La biographie “autorisée” de Gildas est donc réduite à l’unique indication qui figure dans la première partie parfois contestée du  DEB — indication d’une précision étonnante, mais en même temps dérisoire : Gildas place sa naissance l’année du siège de Mont-Badon, dont malheureusement la date demeure encore discutée (vers le tournant des Ve-VIe siècles). Si la formulation ne laisse pas de doute sur la date de naissance de l’auteur, elle n’est pas suffisamment claire en revanche pour trancher si la rédaction du DEB doit être datée de la quarante-quatrième année de Gildas, ou si cet intervalle de quarante trois ans s’applique à la date du siège de Mont-Badon par rapport à quelque événement antérieur d’importance. On peut retenir, en tant que source externe quasi-contemporaine, les allusions de Colomban (Epist., I, 6 et 7), qui, tout en nous procurant un nouveau synchronisme — cette fois avec Finnian de Clonard (+ vers 550), à qui Gildas avait adressé une lettre dont on conserve encore, semble-t-il, quelques fragments — témoignent de la célébrité de l’auteur du DEB en son temps, ainsi que de la diffusion de son ouvrage vers la fin du VIe siècle. Ce qui est rapporté des cinq rois bretons à qui s’adresse la première admonitiuncula ne peut, en l’état actuel de la documentation disponible, faire l’objet de toutes les vérifications nécessaires ; la critique actuelle admet cependant l’historicité de ces différents personnages, ainsi que celle du vainqueur de Mont-Badon, Ambrosius Aurelianus, dont Gildas souligne que les descendants avaient, à son époque, beaucoup perdu de leur vertu ancestrale. Quant à la seconde admonitiuncula à l’adresse du clergé de l’Église de Bretagne, elle ne fournit aucun nom : prudence de l’auteur, désireux de ne pas brûler tous les vaisseaux de sa (future ?) carrière ecclésiastique, ou bien, plus vraisemblablement, nouvel indice que ce texte, loin de refléter la réalité, est en fait un exercice convenu destiné à illustrer un genre littéraire bien défini ?

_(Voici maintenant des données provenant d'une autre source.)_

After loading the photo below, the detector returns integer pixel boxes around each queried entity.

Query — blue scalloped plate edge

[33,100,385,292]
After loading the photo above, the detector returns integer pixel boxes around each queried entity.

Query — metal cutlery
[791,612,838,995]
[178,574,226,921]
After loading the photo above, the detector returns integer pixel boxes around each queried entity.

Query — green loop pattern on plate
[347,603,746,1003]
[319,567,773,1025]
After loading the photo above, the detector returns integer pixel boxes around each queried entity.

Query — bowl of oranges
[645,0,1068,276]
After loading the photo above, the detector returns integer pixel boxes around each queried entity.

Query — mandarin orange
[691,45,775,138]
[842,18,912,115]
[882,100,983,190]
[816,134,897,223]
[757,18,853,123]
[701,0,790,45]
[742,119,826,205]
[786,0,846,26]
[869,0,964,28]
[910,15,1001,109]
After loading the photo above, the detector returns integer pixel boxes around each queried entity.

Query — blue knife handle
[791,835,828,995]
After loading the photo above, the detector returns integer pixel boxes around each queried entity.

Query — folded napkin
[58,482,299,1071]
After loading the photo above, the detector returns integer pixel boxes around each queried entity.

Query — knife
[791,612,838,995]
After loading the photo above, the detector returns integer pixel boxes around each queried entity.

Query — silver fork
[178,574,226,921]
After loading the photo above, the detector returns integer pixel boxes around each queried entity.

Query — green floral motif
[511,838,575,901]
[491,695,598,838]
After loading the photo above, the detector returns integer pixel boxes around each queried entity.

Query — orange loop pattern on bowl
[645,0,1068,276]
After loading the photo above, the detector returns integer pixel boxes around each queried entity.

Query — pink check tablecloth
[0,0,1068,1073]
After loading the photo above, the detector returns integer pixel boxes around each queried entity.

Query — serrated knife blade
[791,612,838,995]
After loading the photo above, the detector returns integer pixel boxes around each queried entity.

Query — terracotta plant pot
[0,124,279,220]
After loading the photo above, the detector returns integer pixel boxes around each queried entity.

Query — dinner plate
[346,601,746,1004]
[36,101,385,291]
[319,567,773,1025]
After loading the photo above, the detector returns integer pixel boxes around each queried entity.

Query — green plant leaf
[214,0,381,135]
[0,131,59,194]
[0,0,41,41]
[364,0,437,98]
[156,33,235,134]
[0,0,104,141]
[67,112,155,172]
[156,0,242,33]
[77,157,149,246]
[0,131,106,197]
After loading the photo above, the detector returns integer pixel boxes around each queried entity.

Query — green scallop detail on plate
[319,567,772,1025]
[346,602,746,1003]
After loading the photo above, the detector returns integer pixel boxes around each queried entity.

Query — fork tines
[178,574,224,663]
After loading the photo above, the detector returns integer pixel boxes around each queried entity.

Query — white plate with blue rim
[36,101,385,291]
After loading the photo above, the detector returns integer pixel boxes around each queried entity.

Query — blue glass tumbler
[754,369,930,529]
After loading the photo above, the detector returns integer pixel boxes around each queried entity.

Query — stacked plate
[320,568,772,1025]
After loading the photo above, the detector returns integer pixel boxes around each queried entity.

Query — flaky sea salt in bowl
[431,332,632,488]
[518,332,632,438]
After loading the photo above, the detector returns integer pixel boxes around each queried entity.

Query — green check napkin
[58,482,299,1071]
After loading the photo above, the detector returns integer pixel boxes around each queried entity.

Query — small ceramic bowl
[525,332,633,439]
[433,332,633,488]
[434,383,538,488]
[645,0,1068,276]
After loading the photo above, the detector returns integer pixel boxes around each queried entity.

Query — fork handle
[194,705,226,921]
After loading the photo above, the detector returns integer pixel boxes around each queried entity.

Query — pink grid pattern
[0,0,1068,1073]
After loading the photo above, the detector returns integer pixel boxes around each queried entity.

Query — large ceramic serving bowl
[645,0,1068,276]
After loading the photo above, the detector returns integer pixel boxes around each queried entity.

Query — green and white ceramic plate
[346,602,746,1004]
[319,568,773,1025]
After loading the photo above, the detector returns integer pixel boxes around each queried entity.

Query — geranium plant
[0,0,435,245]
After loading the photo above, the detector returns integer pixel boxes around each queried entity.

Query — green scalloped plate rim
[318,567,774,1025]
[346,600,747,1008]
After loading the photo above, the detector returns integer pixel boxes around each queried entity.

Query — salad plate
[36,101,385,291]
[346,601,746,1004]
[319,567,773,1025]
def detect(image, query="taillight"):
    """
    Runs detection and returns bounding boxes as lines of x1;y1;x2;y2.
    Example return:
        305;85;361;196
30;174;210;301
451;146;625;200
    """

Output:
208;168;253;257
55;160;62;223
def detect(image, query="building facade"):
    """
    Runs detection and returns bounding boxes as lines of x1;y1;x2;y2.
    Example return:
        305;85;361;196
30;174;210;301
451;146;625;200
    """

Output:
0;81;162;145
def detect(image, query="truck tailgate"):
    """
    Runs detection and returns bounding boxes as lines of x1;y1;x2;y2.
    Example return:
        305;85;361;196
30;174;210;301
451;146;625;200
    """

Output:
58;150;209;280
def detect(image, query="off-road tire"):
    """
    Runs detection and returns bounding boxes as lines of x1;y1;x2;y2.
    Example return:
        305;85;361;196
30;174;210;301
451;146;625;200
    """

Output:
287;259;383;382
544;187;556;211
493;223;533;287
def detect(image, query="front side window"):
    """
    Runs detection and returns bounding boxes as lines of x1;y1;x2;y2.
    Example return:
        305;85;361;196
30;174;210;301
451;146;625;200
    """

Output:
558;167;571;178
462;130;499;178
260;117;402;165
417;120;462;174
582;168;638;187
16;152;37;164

Car Gildas est avant tout un “homme de lettres”, dont le style prolixe et parfois obscur témoigne en réalité d’une grande maîtrise de la langue latine et de son appropriation par un véritable auteur, pour qui la romanité, dans sa double dimension politique (l’Empire) et religieuse (le christianisme), constitue un summum indépassable. Le DEB est avant tout un “livre d’écrivain”,  préparé de longue date et dont la spontanéité n’est sans doute pas la caractéristique principale : comment en effet peut-on résister plus de dix ans à un impérieux besoin de dénoncer les turpitudes de son temps, sauf à considérer que cette maturation est une étape nécessaire du projet littéraire que l’on a construit ? Certes, on a tenté d’interpréter (et en même temps d’expliquer) ce délai par des considérations relatives à l’âge de l’auteur du DEB : Gildas aurait en fait écrit ce texte autour de sa vingt cinquième année, ce qui rapporterait la première étape de ses réflexions lorsqu’il était âgé de douze, quinze ans, — trop jeune donc pour prendre la plume ; mais rien n’empêche de voir en lui un auteur plus mûr, largement quarantenaire même si l’on retient l’une des traductions possibles du passage sur sa naissance. De même, si la “bibliothèque” de Gildas, inventoriée au travers des emprunts manifestes qui figurent dans son ouvrage, ne comprenait sans doute que quelques livres — ce qui,  à nouveau, ne concorde guère avec l’hypothèse d’un travail de rédaction à l’intérieur d’une enceinte monastique, généralement bien dotée en manuscrits d’œuvres diverses —  le DEB témoigne indirectement de l’influence de très nombreux auteurs, dont l’apprentissage a nécessairement demandé du temps.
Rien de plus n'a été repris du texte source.